Cost-efficient data platform in Azure, harnessing Terraform, Containers, Polars, and Blob Storage
Let’s face it: data platforms in the cloud can be enormously expensive if not carefully and consciously designed. The cost tends to be pretty linear with how high up in the tech stack you decide to go.
So, what does it mean to be high up in the tech stack? For example, the managed services offered by cloud providers to make it easier to get started with your workload and use-case (e.g., AWS Glue/Lambda/Sagemaker/Athena/Lake Formation and Azure Data Factory/Functions/Data Explorer/Synapse Analytics, etc.). They all require less- to no- code to get started, and the Time To Value (TTV) is just around the corner. However, scaling these services can result in unexpectedly high invoices and not offer the flexibility enough for later customization and requirements.

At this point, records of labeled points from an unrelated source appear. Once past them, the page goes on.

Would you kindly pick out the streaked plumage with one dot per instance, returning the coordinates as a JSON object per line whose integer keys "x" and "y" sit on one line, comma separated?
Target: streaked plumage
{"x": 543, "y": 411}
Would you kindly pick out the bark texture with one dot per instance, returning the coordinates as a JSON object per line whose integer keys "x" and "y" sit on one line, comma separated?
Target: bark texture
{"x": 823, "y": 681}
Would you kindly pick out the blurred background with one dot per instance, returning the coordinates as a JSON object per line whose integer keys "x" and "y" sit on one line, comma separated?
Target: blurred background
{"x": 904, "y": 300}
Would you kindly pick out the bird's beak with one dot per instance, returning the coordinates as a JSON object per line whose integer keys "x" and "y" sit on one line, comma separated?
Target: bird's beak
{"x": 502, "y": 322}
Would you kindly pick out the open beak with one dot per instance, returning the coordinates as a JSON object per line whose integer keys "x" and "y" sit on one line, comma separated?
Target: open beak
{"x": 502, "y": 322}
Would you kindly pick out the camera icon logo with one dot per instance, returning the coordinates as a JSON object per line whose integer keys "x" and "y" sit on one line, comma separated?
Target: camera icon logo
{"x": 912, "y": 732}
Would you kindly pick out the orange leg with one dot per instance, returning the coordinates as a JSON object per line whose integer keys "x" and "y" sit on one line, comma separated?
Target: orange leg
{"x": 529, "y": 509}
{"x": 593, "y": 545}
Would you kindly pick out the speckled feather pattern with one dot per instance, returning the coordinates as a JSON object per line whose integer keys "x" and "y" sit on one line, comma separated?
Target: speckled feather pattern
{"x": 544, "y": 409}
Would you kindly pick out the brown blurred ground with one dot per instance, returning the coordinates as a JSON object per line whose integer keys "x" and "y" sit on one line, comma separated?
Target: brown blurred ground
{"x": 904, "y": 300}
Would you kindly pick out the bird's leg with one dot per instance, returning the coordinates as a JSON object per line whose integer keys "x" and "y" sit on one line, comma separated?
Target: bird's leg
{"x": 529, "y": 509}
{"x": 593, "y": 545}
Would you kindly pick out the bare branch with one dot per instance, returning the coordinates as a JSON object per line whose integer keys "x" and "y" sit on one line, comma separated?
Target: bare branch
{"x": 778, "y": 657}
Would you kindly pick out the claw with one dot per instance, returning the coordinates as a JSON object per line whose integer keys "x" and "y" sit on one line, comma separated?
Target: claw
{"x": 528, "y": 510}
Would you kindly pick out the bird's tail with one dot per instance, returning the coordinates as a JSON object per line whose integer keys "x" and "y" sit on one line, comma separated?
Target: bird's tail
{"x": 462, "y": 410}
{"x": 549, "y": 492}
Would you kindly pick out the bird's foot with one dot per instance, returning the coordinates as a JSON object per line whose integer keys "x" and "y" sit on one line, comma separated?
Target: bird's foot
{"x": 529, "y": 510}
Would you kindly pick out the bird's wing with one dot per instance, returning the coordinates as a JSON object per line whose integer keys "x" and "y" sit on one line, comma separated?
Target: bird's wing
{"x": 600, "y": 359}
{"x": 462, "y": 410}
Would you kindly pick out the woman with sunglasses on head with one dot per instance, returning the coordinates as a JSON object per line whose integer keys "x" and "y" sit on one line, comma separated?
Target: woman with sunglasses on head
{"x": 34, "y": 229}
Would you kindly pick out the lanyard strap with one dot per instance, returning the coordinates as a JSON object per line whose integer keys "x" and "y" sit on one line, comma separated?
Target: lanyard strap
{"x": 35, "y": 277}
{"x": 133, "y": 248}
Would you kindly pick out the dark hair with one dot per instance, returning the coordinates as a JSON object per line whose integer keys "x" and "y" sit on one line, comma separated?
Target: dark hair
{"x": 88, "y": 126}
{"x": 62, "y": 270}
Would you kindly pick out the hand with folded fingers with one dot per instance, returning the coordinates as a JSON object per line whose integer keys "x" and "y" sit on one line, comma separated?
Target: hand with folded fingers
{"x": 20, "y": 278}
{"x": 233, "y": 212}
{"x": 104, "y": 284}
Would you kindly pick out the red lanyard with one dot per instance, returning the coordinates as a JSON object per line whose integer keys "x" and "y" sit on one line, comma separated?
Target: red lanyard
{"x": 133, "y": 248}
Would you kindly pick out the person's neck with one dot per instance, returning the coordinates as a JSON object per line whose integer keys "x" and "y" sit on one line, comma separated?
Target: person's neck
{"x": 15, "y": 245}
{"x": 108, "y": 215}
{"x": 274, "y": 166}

“Scaling these services can result in unexpectedly high invoices and not offer the flexibility enough for later customization and requirements.”
What’s the option then? Go further down in the tech stack! Here, we can find the core components on which these managed cloud services are built (e.g., AWS EC2/Fargate/S3 and Azure Virtual Machines/Container Instances/Blob Storage).
This article will go through how to build a robust, cost-efficient, and flexible data platform in Azure that scales. It is built around Azure Container Instances for Compute, Azure Blob Storage for data storage, Terraform, and Azure Resource Groups for Infrastructure as Code deployments.
The article is split into six sections to make it a bit easier to follow along.
- Architecture
- Deployment
- Data jobs containers
- Container triggers
- Cost analysis
- Local data exploration in Jupyter Notebook
Let’s jump into it!
The full code can be found here: https://github.com/martinkarlssonio/azure-dataplatform
1) Architecture
Let’s look at the components of this architecture.
Controlling the cloud resources (Azure Resource Manager)
Azure Resource Manager is a management layer for creating, updating, and deleting resources in your Azure account. It includes management features like access control, tags, cost management, etc. Deployment is done via Infrastructure as Code (IaC) templates.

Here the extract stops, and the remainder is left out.